Comune di Milano confirmed this spring that its digital archive system, which spans everything from planning permits in Porta Nuova to cultural heritage records tied to the Pinacoteca di Brera, had flagged more than 14,000 duplicate or near-duplicate image entries between January and May 2026. The culprit is a combination of AI-generated visuals, scraped e-commerce photography, and redundant uploads from contractors working on Milan-Cortina 2026 venue documentation. The city has now assigned a dedicated data-hygiene unit within the Direzione Sistemi Informativi to handle removals on a rolling basis.
The timing is not incidental. With the Winter Olympics infrastructure push accelerating across venues from the PalaItalia Santa Giulia in Rogoredo to the Cortina competition sites, digital asset management has become an operational priority rather than a bureaucratic afterthought. Duplicate imagery in construction documentation, for instance, can delay permit approvals when automated verification systems flag inconsistencies. The problem compounds in Milan's fashion and design economy, where product images cycle through dozens of platforms simultaneously, generating legal and commercial disputes over original authorship.
How Milan Compares to London, Paris, and New York
London's approach leans heavily on the private sector. The British Fashion Council introduced a duplicate-image arbitration framework in March 2025, working through member brands rather than city government. Paris has embedded image-deduplication protocols into the broader Ville de Paris open-data programme, giving municipal departments automated tools that the city's Direction des Systèmes d'Information began deploying in late 2024. New York has gone furthest institutionally: the city's Department of Information Technology and Telecommunications published a 108-page digital asset governance policy in February 2026 that covers duplicate detection, takedown timelines, and liability attribution for city-contracted vendors.

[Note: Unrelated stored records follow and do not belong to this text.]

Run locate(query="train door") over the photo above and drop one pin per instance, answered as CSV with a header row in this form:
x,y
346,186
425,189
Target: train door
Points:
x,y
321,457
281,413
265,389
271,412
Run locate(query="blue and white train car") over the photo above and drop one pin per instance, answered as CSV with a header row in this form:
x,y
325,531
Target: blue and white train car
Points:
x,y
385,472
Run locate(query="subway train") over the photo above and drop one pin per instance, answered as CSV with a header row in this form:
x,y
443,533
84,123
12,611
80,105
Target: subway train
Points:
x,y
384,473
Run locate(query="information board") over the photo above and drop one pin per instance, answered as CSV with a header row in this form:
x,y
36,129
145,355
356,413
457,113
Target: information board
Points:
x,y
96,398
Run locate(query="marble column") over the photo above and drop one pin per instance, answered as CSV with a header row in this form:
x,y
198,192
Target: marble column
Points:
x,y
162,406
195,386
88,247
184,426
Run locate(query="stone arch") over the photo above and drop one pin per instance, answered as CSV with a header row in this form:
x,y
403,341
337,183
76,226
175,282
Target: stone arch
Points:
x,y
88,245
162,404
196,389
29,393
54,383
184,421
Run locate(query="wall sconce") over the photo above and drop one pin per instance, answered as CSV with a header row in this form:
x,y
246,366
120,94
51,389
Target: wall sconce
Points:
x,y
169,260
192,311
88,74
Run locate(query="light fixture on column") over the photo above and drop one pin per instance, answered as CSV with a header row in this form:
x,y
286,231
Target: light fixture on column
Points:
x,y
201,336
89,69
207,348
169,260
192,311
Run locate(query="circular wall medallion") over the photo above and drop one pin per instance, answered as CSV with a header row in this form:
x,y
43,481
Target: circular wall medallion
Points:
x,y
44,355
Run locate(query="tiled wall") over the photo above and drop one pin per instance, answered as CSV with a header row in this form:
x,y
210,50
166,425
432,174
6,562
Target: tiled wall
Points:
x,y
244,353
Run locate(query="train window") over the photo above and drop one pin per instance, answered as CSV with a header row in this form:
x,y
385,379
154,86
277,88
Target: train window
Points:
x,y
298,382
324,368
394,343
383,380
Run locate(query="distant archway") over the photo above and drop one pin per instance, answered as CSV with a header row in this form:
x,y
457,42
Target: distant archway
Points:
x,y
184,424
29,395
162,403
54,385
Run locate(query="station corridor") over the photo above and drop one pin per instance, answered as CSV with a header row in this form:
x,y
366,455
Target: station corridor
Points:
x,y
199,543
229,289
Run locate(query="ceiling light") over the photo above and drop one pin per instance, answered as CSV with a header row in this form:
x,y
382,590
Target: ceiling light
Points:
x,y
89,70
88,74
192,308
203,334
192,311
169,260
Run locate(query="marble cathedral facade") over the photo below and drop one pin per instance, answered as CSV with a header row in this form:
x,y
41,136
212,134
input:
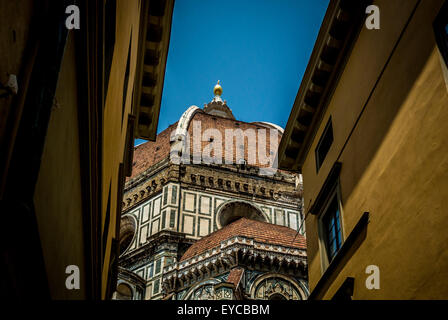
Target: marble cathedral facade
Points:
x,y
195,230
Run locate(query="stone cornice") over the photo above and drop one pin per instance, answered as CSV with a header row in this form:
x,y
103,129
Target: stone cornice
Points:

Milan sits somewhere between Paris's municipal automation and London's industry-led model. The Camera Nazionale della Moda Italiana, headquartered near Via Montenapoleone, began piloting an image-fingerprinting system in January 2026 for member brands, with the goal of flagging copies within 72 hours of original upload. The system uses perceptual hashing, a technique that detects visual duplicates even when images have been cropped or colour-adjusted. Early results, shared internally with members in April, suggested the tool caught roughly 83 percent of duplicates in a test batch — a figure the organisation considers a starting point rather than a benchmark.
For smaller players, the picture is less tidy. Design studios in the Tortona district and independent showrooms around Corso Como have little access to enterprise-grade tools. A standard reverse-image search subscription through platforms like Copytrack costs between €29 and €199 per month depending on the volume tier — workable for established labels, prohibitive for micro-studios running on post-pandemic margins. Several Brera-based galleries contacted for this article said they rely on manual checks or free tools with significant false-negative rates.
What Happens Next
The Comune di Milano is expected to publish a formal digital asset policy document before the end of the third quarter of 2026, according to materials circulated at a June session of the city's Commissione Innovazione Tecnologica. The draft reportedly borrows elements from New York's February governance policy while adapting them to EU copyright law under the Digital Single Market Directive, which has stricter platform liability standards than American equivalents.
For businesses operating out of Milan, practical steps are already available without waiting for the city. The European Union Intellectual Property Office offers a free image-monitoring service through its ACIST tool, updated in 2025, that any EU-registered rights holder can access. Design firms in the Isola neighbourhood and fashion houses along Via della Spiga would benefit from registering assets there now, before the Olympic-period content surge expected to peak between November 2026 and February 2027.
Milan has the infrastructure and the economic motive to handle this well. The gap is coordination — between the Comune, the Camera Nazionale, and the thousands of small creative businesses that generate the imagery in the first place but lack the resources to police it.